How to avoid an internal comms failure
As communicators, we are often tasked with the challenge of selling a new management program, a culture change or supporting executives to pursue new business. We can do our best to deliver communications to sell these changes but research has shown that up to 70 percent of these changes simply don’t get over the line.
Why such a high failure rate? PR professionals know their job and are fully aware of the importance of communication and training. So why doesn’t the message get through?
The fact is, more often than not the message does get through - and very effectively. However, the block is in behavioural change. It’s getting people to change the way they think, act and respond to situations that can be frustratingly difficult.
So what are the things that we need to watch out for when dealing with a big shift in the way you want people to behave in the workplace?
Lack of ownership
Many people feel they have no control over their workplace, instead they are left to ‘follow the rules’ or completely disengage all together. A Gallup study in America found that 71% of workers are not engaged or are actively disengaged. It’s little wonder that the messages PR people deliver go unheard. Engage people in the new program by asking for their input and challenging their beliefs. Even a small amount of control goes a long way toward people feeling engaged in the workplace.

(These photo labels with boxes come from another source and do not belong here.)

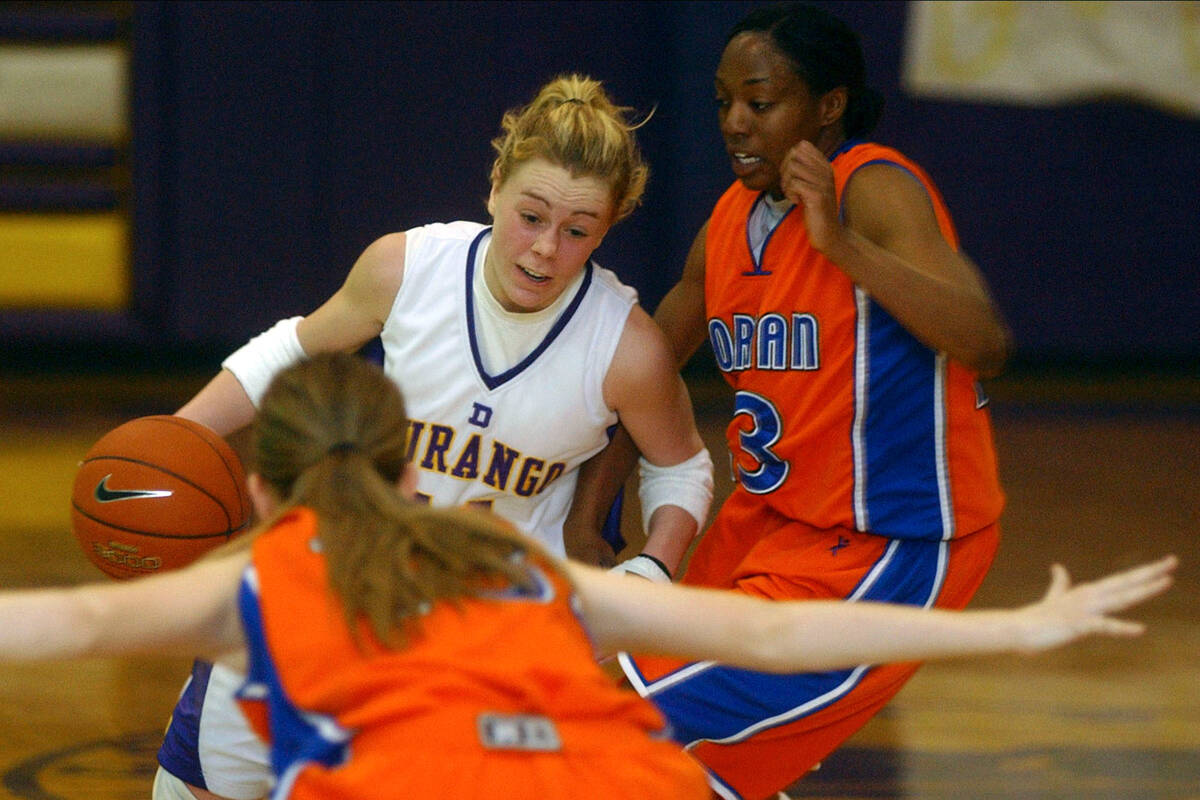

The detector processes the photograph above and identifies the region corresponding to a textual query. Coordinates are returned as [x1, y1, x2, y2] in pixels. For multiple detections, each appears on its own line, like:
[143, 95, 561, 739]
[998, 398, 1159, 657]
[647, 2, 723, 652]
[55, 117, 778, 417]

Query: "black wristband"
[637, 553, 674, 581]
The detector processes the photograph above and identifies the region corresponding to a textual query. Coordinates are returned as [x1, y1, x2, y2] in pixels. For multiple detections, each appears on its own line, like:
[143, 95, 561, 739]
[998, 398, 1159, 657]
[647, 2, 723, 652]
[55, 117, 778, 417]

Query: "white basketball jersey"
[380, 222, 637, 555]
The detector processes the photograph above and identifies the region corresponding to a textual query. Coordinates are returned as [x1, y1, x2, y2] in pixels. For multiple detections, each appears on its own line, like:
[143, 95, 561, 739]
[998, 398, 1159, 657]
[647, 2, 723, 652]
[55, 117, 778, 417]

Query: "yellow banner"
[0, 213, 131, 311]
[901, 1, 1200, 114]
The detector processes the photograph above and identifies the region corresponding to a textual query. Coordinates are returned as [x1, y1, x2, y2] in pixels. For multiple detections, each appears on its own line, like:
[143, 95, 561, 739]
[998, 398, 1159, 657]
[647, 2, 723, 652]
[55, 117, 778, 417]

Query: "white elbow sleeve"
[221, 317, 305, 408]
[637, 447, 713, 531]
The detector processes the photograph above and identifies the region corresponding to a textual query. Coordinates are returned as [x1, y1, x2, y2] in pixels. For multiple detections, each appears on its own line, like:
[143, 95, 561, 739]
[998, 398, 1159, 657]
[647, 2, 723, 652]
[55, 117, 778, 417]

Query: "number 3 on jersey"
[733, 391, 791, 494]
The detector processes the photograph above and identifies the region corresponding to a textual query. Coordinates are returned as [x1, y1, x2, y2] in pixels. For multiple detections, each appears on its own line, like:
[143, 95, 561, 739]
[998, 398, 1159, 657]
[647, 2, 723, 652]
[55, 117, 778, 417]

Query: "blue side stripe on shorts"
[158, 660, 212, 790]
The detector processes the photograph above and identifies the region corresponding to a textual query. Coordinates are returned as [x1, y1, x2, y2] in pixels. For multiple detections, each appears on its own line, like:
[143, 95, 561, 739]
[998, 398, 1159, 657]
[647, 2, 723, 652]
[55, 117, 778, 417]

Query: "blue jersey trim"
[466, 227, 593, 390]
[238, 566, 350, 798]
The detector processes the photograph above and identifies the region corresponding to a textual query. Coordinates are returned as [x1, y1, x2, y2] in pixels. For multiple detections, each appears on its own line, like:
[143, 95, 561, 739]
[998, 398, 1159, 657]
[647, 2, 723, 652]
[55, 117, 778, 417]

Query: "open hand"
[1021, 555, 1178, 652]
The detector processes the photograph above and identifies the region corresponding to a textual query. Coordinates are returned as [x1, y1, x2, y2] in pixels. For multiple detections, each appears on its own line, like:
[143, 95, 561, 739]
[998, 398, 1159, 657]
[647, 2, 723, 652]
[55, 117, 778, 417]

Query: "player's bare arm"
[782, 142, 1009, 377]
[568, 555, 1177, 672]
[604, 306, 712, 575]
[0, 552, 250, 661]
[563, 223, 708, 566]
[176, 233, 406, 435]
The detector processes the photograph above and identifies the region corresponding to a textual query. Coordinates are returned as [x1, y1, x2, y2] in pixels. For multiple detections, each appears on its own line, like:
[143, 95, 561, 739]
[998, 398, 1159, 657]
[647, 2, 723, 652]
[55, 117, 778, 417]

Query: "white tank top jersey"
[380, 222, 637, 557]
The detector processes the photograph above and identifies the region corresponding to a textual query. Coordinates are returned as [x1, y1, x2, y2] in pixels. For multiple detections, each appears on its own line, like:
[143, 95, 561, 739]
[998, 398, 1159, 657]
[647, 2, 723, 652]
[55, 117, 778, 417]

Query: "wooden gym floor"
[0, 371, 1200, 800]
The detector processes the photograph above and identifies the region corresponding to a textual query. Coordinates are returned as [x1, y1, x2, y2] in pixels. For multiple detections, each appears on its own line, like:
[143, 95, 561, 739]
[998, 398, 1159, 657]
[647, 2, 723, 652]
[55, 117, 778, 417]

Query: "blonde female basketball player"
[0, 354, 1175, 800]
[156, 76, 712, 800]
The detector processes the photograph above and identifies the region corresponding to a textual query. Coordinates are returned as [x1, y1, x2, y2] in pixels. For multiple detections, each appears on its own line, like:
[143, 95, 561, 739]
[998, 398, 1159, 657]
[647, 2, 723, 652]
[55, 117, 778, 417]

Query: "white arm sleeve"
[608, 553, 671, 583]
[637, 447, 713, 533]
[221, 317, 305, 408]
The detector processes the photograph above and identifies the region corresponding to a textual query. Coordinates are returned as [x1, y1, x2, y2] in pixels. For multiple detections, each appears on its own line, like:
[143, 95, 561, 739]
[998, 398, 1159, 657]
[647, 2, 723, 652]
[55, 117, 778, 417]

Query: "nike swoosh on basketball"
[92, 474, 173, 503]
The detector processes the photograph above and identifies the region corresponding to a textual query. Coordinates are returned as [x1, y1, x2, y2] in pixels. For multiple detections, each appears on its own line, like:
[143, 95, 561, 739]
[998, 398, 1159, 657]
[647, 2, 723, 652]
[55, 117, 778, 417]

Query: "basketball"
[71, 415, 250, 578]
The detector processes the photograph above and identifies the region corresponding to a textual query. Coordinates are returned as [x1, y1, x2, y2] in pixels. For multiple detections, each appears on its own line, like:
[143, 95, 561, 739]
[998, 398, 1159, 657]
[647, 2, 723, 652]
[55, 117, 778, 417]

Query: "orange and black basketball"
[71, 415, 250, 578]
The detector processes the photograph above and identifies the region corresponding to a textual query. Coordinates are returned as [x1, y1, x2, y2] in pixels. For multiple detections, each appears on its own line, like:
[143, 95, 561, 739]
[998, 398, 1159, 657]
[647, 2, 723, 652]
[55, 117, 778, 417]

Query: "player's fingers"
[1091, 616, 1146, 636]
[1087, 555, 1178, 613]
[1097, 575, 1175, 613]
[1045, 564, 1070, 600]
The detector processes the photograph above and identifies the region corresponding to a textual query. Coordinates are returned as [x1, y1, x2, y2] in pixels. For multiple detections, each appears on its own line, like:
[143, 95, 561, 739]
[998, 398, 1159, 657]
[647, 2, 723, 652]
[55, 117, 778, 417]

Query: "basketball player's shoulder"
[592, 261, 637, 307]
[404, 219, 487, 246]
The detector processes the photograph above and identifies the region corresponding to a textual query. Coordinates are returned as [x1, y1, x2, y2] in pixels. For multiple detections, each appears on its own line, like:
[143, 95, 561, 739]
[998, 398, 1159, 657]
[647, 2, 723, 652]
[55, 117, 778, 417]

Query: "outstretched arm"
[568, 555, 1177, 672]
[563, 225, 707, 572]
[176, 233, 406, 435]
[0, 552, 250, 661]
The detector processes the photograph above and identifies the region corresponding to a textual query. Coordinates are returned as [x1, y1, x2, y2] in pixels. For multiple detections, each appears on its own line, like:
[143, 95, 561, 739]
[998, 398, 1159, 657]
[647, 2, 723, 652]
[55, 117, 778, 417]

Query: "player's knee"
[150, 766, 246, 800]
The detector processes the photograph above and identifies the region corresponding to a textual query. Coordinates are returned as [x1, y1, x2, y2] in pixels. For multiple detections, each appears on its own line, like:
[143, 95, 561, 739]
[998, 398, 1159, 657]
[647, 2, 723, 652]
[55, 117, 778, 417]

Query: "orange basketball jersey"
[239, 509, 707, 800]
[704, 143, 1003, 540]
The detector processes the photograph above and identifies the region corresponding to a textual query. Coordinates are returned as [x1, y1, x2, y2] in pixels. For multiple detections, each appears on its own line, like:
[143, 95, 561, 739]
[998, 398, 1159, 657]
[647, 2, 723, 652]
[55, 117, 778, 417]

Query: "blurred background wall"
[0, 1, 1200, 372]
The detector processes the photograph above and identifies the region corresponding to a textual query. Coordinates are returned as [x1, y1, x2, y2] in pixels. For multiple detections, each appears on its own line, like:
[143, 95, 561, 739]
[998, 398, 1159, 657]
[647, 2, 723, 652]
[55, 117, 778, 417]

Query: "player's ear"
[396, 464, 416, 500]
[246, 473, 280, 519]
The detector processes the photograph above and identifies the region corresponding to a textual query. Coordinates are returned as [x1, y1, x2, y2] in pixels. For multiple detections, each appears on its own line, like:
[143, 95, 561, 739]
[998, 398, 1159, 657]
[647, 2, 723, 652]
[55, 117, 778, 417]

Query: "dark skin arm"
[780, 142, 1012, 378]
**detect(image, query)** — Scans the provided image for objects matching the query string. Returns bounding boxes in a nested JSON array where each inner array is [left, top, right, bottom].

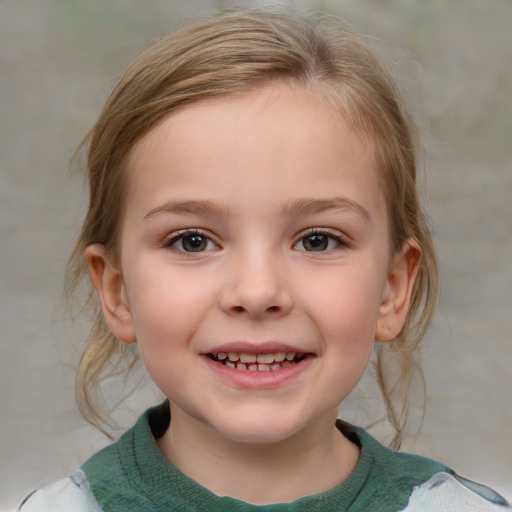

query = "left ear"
[[375, 239, 421, 341]]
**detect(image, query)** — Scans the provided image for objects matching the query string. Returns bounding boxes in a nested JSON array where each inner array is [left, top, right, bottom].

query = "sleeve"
[[402, 473, 512, 512], [17, 470, 102, 512]]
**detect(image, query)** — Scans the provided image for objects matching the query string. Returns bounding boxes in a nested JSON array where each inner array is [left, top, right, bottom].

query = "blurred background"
[[0, 0, 512, 508]]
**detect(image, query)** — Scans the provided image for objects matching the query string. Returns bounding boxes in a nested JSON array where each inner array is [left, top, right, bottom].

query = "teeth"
[[274, 352, 286, 363], [240, 353, 256, 363], [214, 352, 302, 372], [256, 354, 274, 364]]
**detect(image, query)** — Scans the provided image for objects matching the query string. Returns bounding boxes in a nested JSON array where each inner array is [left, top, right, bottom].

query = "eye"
[[293, 231, 347, 252], [165, 229, 218, 252]]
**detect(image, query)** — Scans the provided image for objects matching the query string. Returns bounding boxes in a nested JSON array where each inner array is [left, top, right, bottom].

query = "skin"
[[86, 84, 420, 504]]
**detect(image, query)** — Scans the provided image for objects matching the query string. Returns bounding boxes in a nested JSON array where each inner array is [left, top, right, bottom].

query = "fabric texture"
[[19, 404, 512, 512]]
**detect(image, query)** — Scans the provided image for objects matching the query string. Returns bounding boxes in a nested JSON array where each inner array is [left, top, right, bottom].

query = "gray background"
[[0, 0, 512, 507]]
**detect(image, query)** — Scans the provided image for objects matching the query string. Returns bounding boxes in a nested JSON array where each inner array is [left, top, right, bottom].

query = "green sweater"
[[82, 402, 451, 512], [19, 404, 512, 512]]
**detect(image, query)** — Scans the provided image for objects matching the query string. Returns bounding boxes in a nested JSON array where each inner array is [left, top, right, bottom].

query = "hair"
[[66, 11, 437, 447]]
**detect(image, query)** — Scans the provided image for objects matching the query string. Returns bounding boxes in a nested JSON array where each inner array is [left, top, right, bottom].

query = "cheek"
[[124, 265, 211, 351]]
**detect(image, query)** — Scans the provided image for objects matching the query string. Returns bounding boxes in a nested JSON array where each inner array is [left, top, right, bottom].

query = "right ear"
[[85, 244, 137, 343]]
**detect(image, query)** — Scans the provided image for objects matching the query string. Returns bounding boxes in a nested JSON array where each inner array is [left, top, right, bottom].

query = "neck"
[[158, 408, 359, 505]]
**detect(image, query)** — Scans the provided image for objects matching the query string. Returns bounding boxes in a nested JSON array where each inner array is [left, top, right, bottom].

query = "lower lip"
[[202, 355, 313, 389]]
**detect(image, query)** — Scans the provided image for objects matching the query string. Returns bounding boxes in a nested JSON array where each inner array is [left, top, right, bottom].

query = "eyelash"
[[293, 228, 349, 252], [162, 228, 349, 255], [162, 228, 217, 255]]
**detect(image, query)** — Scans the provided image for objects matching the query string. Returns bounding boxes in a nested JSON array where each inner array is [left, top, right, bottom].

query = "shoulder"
[[18, 470, 102, 512], [340, 424, 512, 512], [402, 473, 512, 512]]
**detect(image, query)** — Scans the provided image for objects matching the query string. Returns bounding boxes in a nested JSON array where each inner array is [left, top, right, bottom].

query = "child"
[[16, 8, 510, 512]]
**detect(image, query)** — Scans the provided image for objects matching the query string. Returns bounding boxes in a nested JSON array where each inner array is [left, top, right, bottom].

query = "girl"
[[19, 8, 510, 512]]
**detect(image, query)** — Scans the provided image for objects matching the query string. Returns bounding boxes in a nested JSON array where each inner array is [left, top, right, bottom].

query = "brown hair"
[[67, 12, 437, 446]]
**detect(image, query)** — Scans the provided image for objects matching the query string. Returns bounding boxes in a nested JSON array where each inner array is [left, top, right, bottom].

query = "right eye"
[[165, 229, 218, 253]]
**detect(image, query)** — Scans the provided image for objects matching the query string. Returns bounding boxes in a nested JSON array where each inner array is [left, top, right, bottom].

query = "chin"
[[209, 414, 305, 444]]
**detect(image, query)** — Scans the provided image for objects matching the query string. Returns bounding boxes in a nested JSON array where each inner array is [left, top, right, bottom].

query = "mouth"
[[208, 352, 308, 372]]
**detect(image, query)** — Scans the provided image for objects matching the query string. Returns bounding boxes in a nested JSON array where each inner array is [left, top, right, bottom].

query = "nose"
[[220, 251, 293, 319]]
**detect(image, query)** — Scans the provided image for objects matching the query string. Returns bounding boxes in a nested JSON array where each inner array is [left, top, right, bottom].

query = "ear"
[[375, 239, 421, 341], [85, 244, 137, 343]]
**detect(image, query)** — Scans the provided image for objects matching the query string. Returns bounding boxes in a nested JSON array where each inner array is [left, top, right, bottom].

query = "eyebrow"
[[144, 197, 372, 224], [283, 197, 372, 224], [144, 200, 232, 220]]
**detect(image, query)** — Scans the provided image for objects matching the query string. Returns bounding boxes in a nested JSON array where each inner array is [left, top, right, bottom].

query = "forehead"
[[121, 84, 381, 220]]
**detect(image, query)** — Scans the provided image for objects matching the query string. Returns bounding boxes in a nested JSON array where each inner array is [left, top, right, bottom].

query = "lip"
[[201, 352, 315, 389]]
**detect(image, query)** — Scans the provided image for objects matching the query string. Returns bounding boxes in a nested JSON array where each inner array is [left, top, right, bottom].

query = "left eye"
[[293, 233, 343, 252], [168, 233, 217, 252]]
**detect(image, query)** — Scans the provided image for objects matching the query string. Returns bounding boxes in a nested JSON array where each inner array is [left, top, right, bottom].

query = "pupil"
[[304, 235, 328, 251], [182, 235, 206, 252]]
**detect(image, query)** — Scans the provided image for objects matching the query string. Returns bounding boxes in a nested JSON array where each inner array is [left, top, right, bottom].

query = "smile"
[[208, 352, 306, 372]]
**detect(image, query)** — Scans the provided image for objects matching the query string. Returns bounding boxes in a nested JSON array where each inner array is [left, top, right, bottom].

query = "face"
[[88, 85, 413, 442]]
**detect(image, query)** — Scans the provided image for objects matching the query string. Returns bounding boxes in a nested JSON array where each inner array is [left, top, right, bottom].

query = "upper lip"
[[204, 341, 309, 354]]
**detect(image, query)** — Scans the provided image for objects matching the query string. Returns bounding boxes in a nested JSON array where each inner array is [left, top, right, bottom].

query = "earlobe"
[[85, 244, 137, 343], [375, 239, 421, 342]]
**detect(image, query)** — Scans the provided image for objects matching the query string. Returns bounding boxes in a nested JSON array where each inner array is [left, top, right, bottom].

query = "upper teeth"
[[217, 352, 297, 364]]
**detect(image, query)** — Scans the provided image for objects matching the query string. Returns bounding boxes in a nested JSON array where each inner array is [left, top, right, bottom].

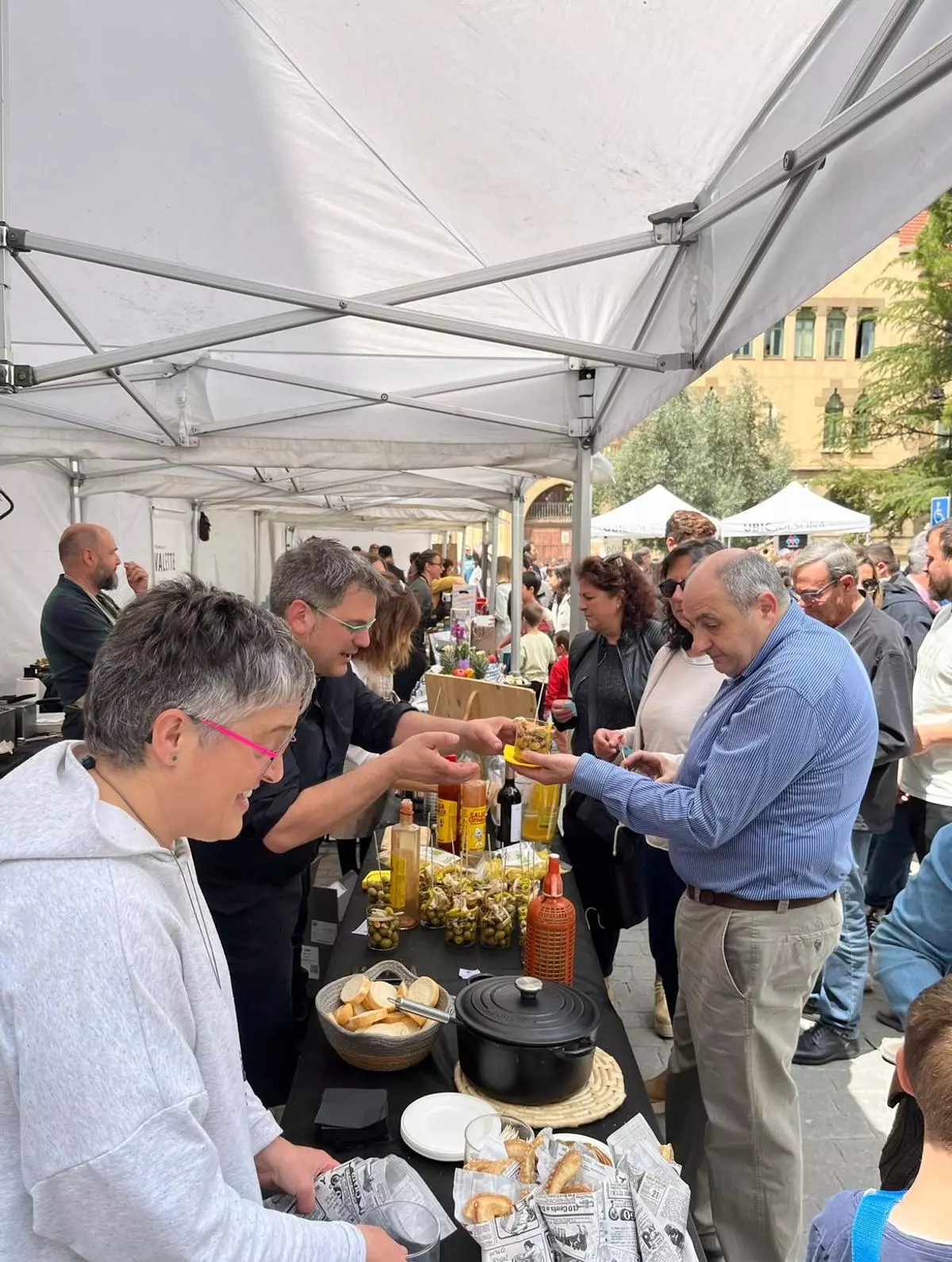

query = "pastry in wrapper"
[[515, 718, 555, 754]]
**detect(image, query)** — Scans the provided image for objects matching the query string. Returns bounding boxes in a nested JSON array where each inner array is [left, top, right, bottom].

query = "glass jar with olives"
[[446, 897, 480, 946], [367, 907, 401, 950]]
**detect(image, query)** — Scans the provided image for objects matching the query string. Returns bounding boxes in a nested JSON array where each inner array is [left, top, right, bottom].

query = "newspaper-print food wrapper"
[[265, 1156, 456, 1241], [453, 1170, 555, 1262]]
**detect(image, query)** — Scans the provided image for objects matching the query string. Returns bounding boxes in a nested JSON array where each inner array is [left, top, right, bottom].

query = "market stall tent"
[[592, 482, 717, 539], [721, 482, 870, 539], [0, 0, 952, 671]]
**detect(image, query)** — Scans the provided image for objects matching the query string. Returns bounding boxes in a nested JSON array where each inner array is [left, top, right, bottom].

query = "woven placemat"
[[453, 1048, 625, 1128]]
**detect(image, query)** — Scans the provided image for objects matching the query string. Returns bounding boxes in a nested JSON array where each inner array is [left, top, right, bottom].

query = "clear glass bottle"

We all believe we are a “certain sort of person” who responds to things in “certain sorts of ways”. Comments like, “that doesn’t involve me so I won’t bother learning about it.” Or “I’m no good at this so I won’t bother getting involved.” Worse still, “I can’t make a difference.” These attitudes are at the heart of the failure to change. If this is the case no change is possible simply by using good messaging and communications tactics.
Barriers to change are too high
What are barriers to change? These can be things as simple as the work environment, lack of skills or even team dynamics. Think about a situation where you’re asking an executive to start participating in a business development drive. They sit in an open plan office and feel totally exposed and reluctant to call potential clients in this environment. Giving them the space and tools to do the work is simple, as long as you’re made aware of the problem.
Many organisations are turning to coaching to build capability around specific change programs. It works alongside the communications program and helps reinforce messages in a bespoke way. Coaching works for the following reasons:
Accuracy is not enough, you need fluency.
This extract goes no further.